Anyone has experience with that kind of errors ? Does it means my CPU is dying ?

I got two system freezes so far (while in a VM and while starting firefox)

Appreciate any insight  :Smile: 

----------

## eccerr0r

Yes, usually it's a bad sign if it had been working before.

If it has always been doing MCE errors, you should look into new BIOS, trying another kernel (or another distribution) (mostly to rule out kernel config issues).

If it just started doing it with a known stable configuration, check fan for cleanliness and heatsink/compound, stop overclocking or underclock it, else you may well be looking into hardware replacements (motherboard, CPU, possibly PSU).

----------

## Myu

Thanks for the reply eccerr0r (username almost checks out !  :Mr. Green: )

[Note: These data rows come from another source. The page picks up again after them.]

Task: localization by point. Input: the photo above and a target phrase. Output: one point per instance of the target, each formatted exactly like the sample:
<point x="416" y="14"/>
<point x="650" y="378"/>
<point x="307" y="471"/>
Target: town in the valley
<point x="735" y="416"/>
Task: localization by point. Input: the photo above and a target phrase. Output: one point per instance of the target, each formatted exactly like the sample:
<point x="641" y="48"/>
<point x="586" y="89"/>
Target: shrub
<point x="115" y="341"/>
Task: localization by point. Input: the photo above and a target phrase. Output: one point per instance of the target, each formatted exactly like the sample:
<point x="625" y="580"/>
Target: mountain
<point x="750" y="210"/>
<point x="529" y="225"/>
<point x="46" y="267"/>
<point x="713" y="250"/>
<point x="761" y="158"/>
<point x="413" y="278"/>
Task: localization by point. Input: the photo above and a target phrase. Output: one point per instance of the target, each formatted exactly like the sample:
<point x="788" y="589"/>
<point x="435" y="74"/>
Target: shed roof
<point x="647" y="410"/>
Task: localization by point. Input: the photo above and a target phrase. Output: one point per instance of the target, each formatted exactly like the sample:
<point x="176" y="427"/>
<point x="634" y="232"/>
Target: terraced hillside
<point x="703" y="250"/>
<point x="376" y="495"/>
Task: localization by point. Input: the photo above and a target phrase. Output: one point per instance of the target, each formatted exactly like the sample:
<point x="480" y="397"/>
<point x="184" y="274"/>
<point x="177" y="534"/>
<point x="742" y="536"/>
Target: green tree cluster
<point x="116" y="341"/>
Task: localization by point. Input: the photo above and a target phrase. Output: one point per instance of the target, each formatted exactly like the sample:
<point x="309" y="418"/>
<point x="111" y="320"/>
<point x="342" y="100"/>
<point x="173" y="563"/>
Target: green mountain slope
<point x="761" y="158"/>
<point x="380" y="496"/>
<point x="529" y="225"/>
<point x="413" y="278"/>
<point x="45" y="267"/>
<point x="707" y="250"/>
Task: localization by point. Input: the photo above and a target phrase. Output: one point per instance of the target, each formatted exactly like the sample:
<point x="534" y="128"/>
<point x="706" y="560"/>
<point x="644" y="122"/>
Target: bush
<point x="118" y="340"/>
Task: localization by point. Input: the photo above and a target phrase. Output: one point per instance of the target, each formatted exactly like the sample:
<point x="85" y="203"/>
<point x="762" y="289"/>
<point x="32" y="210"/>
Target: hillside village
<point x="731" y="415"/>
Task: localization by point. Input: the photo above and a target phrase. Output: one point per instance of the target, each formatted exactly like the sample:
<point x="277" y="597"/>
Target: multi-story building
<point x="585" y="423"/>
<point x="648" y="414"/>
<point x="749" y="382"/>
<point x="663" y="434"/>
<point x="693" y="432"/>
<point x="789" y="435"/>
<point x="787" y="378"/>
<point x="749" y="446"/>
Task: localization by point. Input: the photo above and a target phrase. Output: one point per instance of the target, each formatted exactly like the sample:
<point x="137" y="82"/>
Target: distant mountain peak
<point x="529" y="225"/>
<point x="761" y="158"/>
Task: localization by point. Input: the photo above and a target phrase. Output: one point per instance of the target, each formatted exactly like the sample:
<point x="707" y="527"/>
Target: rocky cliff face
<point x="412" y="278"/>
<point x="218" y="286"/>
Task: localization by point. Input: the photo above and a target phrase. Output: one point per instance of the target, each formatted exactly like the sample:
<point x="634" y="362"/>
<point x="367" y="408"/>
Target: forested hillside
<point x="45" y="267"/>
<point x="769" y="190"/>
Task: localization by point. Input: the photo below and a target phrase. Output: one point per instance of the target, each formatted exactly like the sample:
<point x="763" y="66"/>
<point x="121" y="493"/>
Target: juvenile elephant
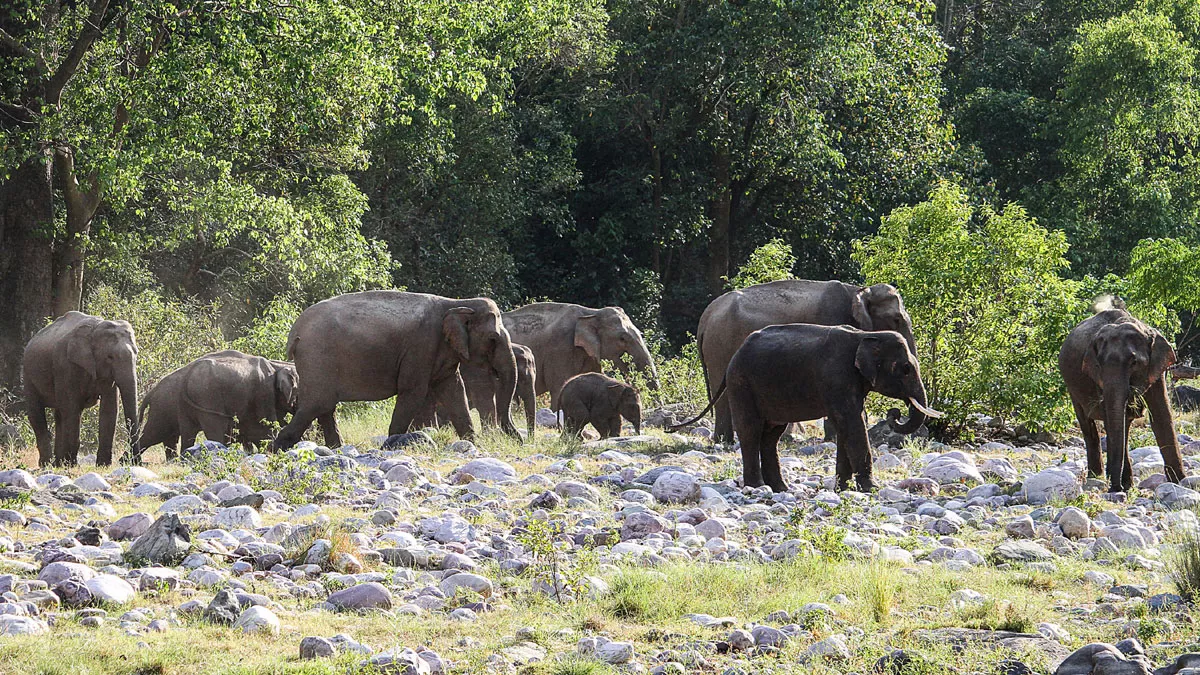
<point x="797" y="372"/>
<point x="569" y="340"/>
<point x="216" y="393"/>
<point x="1113" y="365"/>
<point x="67" y="366"/>
<point x="481" y="384"/>
<point x="375" y="345"/>
<point x="600" y="400"/>
<point x="730" y="318"/>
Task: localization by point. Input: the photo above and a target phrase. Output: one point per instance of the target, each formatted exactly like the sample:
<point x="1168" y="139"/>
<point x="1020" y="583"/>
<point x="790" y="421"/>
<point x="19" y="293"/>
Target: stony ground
<point x="423" y="554"/>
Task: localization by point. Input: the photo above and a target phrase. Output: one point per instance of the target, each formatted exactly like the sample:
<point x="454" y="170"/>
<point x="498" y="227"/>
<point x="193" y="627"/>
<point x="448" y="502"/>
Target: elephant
<point x="481" y="384"/>
<point x="71" y="364"/>
<point x="1113" y="365"/>
<point x="797" y="372"/>
<point x="600" y="400"/>
<point x="730" y="318"/>
<point x="215" y="393"/>
<point x="375" y="345"/>
<point x="569" y="340"/>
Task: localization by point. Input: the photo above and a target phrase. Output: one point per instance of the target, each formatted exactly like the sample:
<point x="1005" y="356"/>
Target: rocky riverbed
<point x="423" y="554"/>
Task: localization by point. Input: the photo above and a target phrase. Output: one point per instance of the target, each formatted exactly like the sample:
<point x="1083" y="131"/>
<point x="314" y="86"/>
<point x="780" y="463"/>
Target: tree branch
<point x="90" y="31"/>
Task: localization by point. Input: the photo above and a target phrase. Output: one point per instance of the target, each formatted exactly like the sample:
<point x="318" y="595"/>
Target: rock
<point x="166" y="542"/>
<point x="238" y="518"/>
<point x="361" y="597"/>
<point x="111" y="589"/>
<point x="223" y="609"/>
<point x="1020" y="527"/>
<point x="616" y="652"/>
<point x="316" y="647"/>
<point x="1099" y="658"/>
<point x="1020" y="551"/>
<point x="475" y="583"/>
<point x="1050" y="484"/>
<point x="676" y="487"/>
<point x="258" y="620"/>
<point x="489" y="469"/>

It never did that kind of errors before, the thing is sometimes it boots with the errors, sometimes not even with no hardware change in between...

Indeed some other post suggested various overheating issues or bad PSU, I cleared the dust and put another fan to work, recheck all connections, the errors are still there but seems my system can run (at least for what I tried so far : light browsing)

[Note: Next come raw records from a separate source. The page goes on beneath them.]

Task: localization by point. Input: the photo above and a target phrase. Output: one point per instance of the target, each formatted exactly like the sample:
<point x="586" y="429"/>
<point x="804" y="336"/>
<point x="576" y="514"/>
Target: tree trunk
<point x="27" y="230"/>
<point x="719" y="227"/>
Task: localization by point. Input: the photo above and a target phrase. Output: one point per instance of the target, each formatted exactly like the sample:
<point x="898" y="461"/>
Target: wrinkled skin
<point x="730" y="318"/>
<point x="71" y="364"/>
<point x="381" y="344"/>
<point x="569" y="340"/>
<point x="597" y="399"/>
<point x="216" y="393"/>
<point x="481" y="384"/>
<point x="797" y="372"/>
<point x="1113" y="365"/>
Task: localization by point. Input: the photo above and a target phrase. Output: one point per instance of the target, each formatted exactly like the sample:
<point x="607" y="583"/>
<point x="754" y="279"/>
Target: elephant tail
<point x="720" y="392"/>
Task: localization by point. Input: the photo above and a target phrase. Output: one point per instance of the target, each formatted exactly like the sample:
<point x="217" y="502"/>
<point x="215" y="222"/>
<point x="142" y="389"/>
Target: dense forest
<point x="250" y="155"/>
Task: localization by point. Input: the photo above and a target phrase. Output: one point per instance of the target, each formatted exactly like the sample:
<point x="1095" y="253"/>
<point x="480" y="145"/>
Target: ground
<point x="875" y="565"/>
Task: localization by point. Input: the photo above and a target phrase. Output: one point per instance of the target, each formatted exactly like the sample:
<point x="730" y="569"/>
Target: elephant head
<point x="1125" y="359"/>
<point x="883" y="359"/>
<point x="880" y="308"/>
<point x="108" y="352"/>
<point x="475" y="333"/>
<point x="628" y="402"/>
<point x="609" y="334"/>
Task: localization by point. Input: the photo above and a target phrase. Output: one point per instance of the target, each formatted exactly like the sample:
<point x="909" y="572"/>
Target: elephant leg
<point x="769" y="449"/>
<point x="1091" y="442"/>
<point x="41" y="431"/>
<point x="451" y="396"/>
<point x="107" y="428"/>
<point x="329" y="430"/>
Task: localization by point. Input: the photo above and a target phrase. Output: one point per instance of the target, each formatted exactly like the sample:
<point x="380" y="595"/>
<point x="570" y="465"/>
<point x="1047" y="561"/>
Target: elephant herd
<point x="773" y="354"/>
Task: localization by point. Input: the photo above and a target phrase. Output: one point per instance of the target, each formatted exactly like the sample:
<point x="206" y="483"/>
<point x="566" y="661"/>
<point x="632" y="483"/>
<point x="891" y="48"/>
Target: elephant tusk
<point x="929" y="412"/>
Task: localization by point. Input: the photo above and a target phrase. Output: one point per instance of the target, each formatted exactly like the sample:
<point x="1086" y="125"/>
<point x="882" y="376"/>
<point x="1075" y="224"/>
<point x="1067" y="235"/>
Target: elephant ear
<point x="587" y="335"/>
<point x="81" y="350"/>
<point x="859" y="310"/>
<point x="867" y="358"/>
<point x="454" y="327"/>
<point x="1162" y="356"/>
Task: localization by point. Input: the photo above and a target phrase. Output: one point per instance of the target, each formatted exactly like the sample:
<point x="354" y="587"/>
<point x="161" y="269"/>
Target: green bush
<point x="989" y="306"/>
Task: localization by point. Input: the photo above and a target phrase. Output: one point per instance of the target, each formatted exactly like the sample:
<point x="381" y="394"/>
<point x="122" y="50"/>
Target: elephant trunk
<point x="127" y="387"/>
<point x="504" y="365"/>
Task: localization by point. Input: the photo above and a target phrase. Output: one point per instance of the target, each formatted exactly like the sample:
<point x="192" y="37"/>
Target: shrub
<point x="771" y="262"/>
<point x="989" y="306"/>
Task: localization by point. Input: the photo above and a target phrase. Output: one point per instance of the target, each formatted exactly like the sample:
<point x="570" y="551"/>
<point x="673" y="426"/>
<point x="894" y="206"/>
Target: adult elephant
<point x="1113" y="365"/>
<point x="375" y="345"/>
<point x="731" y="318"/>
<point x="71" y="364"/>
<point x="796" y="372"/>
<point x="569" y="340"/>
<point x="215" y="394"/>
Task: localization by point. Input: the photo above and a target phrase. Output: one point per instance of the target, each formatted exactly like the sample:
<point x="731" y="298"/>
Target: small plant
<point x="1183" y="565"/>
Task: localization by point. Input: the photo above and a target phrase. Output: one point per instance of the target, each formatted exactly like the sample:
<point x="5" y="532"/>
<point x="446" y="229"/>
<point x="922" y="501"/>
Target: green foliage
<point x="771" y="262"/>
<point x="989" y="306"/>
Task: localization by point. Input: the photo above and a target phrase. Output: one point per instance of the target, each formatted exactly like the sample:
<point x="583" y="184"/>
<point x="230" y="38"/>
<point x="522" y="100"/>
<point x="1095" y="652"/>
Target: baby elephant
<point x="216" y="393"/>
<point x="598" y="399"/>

I'll look into underclocking and yes, maybe it's time to keep an eye on thrift store deals.

----------

## Myu

Damn it's pretty crazy, htop & cat /proc/cpuinfo were showing 3 cores then 2 then one... instead of 4 (i5-3470)

Edit : Ok, mcelog is disabling CPU cores due to L2 cache errors... makes sense.

----------

## eccerr0r

I'd look into M/B or PSU issues and not the CPU if more than one core is failing... though it's still possible for a CPU failure, it's not likely.

----------

## Ant P.

Ouch, that's bad. Neat that it manages to keep running like that though...

----------

## krinn

 *eccerr0r wrote:*   

> I'd look into M/B or PSU issues and not the CPU if more than one core is failing... though it's still possible for a CPU failure, it's not likely.

 

Generally heat can lead to malfunction, which mean randomness, when you have always the same core, and always the same error type, well, you better but any bet on a lottery ticket...

----------

## eccerr0r

Well unless the clock distribution or all cores share the same l2, a bug that shows up in one core should remain in that core.

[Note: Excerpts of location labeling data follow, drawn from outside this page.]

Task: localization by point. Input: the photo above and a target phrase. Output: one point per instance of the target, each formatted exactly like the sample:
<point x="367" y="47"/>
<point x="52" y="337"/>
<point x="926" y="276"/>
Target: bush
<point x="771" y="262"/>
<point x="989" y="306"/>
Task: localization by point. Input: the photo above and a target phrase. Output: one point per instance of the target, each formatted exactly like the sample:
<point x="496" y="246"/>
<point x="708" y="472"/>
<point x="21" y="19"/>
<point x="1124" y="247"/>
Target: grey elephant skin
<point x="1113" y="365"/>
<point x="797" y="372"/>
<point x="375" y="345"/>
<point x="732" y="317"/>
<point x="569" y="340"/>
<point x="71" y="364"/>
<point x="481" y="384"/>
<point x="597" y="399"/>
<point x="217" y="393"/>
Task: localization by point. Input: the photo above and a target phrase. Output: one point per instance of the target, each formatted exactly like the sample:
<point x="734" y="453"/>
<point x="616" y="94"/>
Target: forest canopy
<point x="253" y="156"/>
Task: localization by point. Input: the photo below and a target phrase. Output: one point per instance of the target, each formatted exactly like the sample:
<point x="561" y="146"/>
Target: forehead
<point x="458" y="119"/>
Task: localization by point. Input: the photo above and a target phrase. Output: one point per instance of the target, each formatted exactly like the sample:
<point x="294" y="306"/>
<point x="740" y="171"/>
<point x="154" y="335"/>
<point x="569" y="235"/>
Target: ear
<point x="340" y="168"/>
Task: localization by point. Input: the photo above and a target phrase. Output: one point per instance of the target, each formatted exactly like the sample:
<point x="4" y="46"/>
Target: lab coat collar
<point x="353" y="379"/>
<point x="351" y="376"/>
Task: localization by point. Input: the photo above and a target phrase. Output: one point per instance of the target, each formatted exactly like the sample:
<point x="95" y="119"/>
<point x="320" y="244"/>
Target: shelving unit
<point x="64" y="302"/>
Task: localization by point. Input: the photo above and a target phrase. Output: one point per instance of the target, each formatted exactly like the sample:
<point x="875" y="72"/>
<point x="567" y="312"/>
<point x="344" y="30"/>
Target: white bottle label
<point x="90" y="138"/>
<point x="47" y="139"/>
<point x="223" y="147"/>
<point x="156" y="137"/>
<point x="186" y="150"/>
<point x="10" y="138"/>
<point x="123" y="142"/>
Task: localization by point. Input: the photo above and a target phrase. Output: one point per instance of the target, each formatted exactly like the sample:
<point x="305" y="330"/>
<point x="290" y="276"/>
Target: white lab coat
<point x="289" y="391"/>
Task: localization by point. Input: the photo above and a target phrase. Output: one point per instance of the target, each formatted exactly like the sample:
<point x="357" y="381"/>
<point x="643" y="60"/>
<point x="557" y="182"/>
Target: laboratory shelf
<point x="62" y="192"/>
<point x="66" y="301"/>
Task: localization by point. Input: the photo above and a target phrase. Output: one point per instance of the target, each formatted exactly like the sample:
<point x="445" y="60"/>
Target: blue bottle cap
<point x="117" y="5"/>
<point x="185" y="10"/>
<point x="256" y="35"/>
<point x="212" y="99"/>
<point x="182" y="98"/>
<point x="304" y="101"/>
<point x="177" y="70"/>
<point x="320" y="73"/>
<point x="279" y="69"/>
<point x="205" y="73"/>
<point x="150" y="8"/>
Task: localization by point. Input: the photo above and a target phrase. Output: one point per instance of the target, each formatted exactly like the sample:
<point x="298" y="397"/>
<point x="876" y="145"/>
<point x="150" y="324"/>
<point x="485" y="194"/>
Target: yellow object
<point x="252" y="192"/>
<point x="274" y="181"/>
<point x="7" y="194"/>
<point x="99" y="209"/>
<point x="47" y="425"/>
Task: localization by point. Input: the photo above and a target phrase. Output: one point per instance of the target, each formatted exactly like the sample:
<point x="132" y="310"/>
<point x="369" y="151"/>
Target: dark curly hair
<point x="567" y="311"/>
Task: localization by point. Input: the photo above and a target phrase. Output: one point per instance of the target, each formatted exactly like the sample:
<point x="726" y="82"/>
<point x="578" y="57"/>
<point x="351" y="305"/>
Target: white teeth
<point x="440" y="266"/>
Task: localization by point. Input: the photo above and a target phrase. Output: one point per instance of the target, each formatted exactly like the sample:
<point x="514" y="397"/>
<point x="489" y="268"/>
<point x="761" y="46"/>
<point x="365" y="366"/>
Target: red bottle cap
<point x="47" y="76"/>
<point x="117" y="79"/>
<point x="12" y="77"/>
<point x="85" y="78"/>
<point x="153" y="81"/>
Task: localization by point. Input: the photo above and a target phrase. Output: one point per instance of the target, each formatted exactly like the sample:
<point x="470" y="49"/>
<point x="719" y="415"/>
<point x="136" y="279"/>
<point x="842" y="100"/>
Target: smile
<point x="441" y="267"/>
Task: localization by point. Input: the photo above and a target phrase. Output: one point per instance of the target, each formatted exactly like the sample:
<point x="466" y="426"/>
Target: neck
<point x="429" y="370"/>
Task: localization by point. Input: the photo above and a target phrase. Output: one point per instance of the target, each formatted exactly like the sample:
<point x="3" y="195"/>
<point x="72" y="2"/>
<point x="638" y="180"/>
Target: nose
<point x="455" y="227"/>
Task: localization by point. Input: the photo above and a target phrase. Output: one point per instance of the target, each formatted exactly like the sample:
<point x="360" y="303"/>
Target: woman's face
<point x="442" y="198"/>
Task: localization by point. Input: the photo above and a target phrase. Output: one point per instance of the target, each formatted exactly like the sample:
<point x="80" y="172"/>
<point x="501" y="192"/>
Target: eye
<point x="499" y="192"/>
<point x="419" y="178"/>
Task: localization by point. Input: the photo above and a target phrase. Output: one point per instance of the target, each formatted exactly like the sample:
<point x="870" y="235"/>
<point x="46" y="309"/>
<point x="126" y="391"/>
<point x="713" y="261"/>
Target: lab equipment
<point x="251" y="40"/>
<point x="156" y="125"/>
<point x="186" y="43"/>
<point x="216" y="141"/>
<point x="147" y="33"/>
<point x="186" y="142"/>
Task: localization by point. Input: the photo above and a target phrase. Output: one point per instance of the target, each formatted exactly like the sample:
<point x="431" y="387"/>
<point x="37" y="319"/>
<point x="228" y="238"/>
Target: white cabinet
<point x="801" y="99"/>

However for that second case or any other shared resource, the cores should know an error is coming from the l2/shared resource and would know it's not the core's fault... that is, if the detection logic is smart, it should be disabling l2 chunks instead.

Of course you likely would not get the same error each time but it should happen on the same core - if it were a normal chip problem.  Heating the chip is actually a "normal" problem and the error should stay on the same core.  All bets are off it was a pre-production chip that had other issues that are not "normal" problems...

----------

## Myu

 *Quote:*   

> Ouch, that's bad. Neat that it manages to keep running like that though...

 

Yes, pretty neat to see the cores hot plugging functionality working flawlessly =)

 *Quote:*   

> I'd look into M/B or PSU issues and not the CPU if more than one core is failing... though it's still possible for a CPU failure, it's not likely.

 

I also think there's a good chance it's the PSU, right now I lack another compatible one to test.

 *Quote:*   

> Generally heat can lead to malfunction, which mean randomness, when you have always the same core, and always the same error type, well, you better but any bet on a lottery ticket...

 

Indeed, the thing is right now my temps are just fine

After the cleaning, I've been able to play 2 hours on The Witcher 3 on a Windows VM (via KVM/VFIO) so I guess it's stressful enough to the hardware, no problems at all but the errors are still there.

----------

## Myu

Ok so since then I got one dead motherboard... just brutally stopped working never to be bootable (POST) again

I purchased a second MB (different chipset but compatible) to try to salvage the hardware (it's an i5 and 16GB of RAM after all) but the MCE errors are still present after setting up the new MB and my old Gentoo.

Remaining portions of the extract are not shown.